INTERLÚDIO


           Fui introduzido por mero acaso a um senhor que algo me deu de repensar em uma curta conversa, isto porque se mostrou imune à edacidade com a qual Cronos devora os seres humanos. Não que queira dizer que ele escaparia à morte ou às intempéries; mas antes intento relatar a omissão do senhor perante o passar do tempo.
                É claro que a mensagem por trás da alegoria mitológica em que Cronos devora seus filhos é a de que não se resiste a esse deus atroz, nem mesmo sua prole. Dessa maneira, condenados a viver com os dois olhos sob serventia desse medo – um para ver o que se passou e outro para o que ainda está por vir -, qualquer mero movimento que se nota advindo dessa deidade é o suficiente para causar as maiores e duradouras ânsias.  O relógio, nesse cenário, é o maior alvo de confronto humano.
                Pois qual não foi minha surpresa quando ouvi o que estou prestes a narrar. Eu cheguei na faculdade mais cedo na última sexta-feira, e visto que a aula ainda se demoraria, sentei-me em um banco para ler e esperar. Coloquei o celular para despertar 5 minutos antes da aula começar para me lembrar do meu compromisso. Lá, sentado no banco, estava um senhor de rosto redondo, escanhoado e plácido. Me cumprimentou quando sentei, porém não fiou assuntos.
                No decorrer dos minutos, entretanto, notei um fato que atraiu minha visão periférica: ele olhava o relógio de pulso constantemente. Quando o percebi, o que mais me desassossegou foi a serenidade que mantinha em sua feição, e, ainda, a ausência de olhares para os lados como quem algo espera. Depois que esse fato repetiu-se incontáveis vezes em cerca de cinco minutos inqueri:
                - Está aguardando alguém? Posso me retirar, se necessário. – Menos por educação, mais por curiosidade.
                - Não, meu caro, tudo bem. – Soou com sorriso. – Não estou esperando nada.
                - Precisa de ajuda com algo? – Tentei continuar a conversa.
                - Não, jovem. Pode ficar bem.
                - Desculpe-me - iniciei por não me conter –, mas não pude deixar de reparar que o senhor a todo momento olha o relógio. Está esperando algum evento?
                - Ah! Isso? – E riu. – Isso não é nada. É só que quero olhar que horas são no momento.
                - Sim - respondi tentando conter minha ironia -, supus. Mas tem algum acontecimento marcado que você precisa de ajuda para achar, chegar em tempo?
                - Agradeço à preocupação, meu amigo, porém não será necessário. Como eu disse, olho o relógio para saber que horas são.
                Franzi o cenho.
                - Sim, imagino que o seja, afinal é o motivo pelo qual todos têm relógios.
                - Não. – Respondeu mais gravemente. – As pessoas consultam os relógios para saber quanto tempo falta ou quanto tempo se passou, não para saber as horas. Não é o meu caso.
                Enrijeci. Não soube o que lhe responder. Tentei pensar o que aquilo significava. Devo ter demorado mais tempo do que eu imaginei, pois ele interveio logo:
                 - Se estamos atrasados ou tomando conta de algo que demanda um tempo exato, olhamos as horas para saber quanto tempo se passou do nosso ponto de referência; se estamos aguardando algo futuro, olhamos as horas para saber quanto tempo falta. Eu, como já disse, olho as horas para saber que horas são.
                Meus sentimentos foram mistos: nunca havia parado para imaginar a primeira proposição nem conseguia conceber o motivo pelo qual alguém olharia as horas unicamente para sabe-las.
                - Por que o senhor faz isso? – Foi o que consegui dizer.

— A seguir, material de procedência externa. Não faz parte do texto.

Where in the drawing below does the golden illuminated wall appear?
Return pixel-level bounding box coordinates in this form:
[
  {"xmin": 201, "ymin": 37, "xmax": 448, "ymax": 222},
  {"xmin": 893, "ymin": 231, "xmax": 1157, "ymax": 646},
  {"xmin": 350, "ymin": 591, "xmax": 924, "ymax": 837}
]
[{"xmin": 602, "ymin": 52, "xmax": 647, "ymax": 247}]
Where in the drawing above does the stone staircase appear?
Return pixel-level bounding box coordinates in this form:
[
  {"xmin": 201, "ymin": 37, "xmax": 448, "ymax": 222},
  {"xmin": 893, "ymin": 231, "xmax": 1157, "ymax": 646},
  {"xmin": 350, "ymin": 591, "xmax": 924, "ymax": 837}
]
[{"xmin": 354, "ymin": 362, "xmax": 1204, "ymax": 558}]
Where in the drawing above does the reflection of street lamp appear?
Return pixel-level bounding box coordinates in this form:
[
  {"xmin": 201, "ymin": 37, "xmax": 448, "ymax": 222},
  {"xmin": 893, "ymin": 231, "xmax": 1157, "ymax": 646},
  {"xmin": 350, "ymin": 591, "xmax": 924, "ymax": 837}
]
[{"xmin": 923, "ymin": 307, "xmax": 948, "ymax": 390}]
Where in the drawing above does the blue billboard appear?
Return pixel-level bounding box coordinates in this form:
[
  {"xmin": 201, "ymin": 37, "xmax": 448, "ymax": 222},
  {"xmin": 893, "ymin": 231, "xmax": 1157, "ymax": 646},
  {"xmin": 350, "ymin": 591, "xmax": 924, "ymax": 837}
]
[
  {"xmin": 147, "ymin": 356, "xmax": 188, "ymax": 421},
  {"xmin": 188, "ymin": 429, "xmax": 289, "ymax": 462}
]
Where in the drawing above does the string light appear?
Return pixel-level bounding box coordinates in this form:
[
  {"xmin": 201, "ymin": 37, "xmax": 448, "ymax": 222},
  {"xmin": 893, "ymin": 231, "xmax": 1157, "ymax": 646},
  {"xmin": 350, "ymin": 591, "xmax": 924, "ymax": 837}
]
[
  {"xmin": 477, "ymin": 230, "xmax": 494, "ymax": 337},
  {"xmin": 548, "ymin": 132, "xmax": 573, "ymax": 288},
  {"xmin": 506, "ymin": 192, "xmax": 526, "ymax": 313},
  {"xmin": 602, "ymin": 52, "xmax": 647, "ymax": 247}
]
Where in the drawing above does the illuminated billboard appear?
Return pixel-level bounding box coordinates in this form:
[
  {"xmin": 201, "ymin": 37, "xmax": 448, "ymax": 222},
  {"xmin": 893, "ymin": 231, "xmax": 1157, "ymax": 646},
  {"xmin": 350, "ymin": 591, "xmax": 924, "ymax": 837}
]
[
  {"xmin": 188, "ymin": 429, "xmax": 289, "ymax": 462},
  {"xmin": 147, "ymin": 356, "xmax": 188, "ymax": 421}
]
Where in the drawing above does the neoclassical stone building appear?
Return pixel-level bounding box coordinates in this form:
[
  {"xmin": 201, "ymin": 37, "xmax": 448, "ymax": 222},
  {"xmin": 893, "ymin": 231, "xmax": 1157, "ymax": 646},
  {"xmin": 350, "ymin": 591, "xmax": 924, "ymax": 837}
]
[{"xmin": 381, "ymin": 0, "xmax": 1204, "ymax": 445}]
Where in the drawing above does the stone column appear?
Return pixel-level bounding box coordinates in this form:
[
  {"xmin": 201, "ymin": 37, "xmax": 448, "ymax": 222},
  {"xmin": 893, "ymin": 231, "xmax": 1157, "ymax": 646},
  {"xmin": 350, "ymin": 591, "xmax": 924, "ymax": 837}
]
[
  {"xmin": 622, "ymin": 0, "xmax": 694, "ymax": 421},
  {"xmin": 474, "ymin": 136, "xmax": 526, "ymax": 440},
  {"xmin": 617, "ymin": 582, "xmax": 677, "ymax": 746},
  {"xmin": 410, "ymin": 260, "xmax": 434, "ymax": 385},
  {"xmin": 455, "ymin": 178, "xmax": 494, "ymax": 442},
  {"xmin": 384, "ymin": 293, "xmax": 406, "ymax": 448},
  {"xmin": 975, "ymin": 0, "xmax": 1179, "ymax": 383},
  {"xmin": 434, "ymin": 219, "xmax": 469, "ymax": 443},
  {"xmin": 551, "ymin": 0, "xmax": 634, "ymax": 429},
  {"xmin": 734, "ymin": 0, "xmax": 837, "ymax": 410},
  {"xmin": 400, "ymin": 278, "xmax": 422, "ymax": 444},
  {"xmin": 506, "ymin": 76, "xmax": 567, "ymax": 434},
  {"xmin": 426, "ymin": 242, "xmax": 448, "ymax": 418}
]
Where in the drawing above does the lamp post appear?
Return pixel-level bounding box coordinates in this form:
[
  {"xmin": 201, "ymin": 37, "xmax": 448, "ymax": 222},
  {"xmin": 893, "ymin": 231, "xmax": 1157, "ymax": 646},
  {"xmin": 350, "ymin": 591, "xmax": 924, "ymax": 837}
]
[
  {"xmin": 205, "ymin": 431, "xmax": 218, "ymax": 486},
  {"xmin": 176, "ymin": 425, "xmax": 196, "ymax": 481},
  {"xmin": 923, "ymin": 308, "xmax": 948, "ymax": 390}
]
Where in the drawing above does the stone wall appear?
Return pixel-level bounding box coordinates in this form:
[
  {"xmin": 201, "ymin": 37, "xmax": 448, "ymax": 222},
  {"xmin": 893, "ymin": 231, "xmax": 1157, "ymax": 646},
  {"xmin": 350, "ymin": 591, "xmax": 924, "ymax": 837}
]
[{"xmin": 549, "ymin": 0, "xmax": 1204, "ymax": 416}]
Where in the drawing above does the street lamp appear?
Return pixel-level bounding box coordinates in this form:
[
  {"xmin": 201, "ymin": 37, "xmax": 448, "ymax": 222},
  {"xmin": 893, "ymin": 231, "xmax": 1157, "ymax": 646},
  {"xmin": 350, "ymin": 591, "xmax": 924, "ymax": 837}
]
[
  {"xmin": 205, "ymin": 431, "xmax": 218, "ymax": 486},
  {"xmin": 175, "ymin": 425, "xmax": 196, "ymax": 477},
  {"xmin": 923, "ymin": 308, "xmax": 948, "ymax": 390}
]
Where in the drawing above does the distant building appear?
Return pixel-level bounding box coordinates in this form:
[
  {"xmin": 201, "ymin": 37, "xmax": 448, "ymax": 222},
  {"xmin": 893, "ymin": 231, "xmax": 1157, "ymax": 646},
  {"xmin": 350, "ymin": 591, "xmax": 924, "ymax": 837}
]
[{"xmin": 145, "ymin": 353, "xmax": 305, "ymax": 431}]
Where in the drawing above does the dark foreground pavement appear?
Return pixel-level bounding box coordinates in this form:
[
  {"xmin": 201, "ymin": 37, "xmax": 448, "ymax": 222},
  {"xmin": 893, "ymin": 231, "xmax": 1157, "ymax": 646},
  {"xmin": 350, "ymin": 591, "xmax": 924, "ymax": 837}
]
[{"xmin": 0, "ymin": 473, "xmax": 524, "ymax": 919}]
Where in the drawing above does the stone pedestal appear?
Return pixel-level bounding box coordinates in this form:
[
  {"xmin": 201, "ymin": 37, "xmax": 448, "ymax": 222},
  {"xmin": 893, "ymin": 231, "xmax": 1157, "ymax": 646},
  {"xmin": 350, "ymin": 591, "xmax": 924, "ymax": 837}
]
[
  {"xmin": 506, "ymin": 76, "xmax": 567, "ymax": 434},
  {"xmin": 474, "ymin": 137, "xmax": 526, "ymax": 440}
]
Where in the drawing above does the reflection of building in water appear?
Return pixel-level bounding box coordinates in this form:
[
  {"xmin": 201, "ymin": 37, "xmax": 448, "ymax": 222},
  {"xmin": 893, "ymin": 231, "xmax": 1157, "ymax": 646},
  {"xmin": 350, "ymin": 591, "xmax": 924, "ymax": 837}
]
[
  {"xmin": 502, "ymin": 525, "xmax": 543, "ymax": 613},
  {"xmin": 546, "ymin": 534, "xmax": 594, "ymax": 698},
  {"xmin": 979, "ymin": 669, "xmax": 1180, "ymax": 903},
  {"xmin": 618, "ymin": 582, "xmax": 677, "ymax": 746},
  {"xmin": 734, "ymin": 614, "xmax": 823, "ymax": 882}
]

                - É minha forma de fazer o momento me apetecer, de dar identidade aos segundos. Cada minuto tem o seu próprio caráter, que não lembramos ao pega-lo unicamente como referência de outro.
                - Mas pensar no tempo não é perde-lo? Quero dizer, não se gasta tempo refletindo sobre ele?
                - Não se trata de refletir a respeito, meu rapaz, e sim de saboreá-lo como a um cardápio novo, pois esse tempo nunca é igual ao que se passou.
                  - Não... – olhei para o nada – compreendo.
              - Reflita, meu rapaz. Da próxima vez que olhar seu relógio tente achar a marca idiossincrática do momento, não se atenha aos eventos anteriores e ulteriores. – E se levantou, calmamente, como quem não deve nada. – Tenho que ir, quero começar a fazer o mesmo com o espaço.
                E se afastou a curtos passos, me deixando em estupor contemplando sua bonança.
                Meu celular despertou.
                Eram 7:55 que eu nunca voltaria a ver.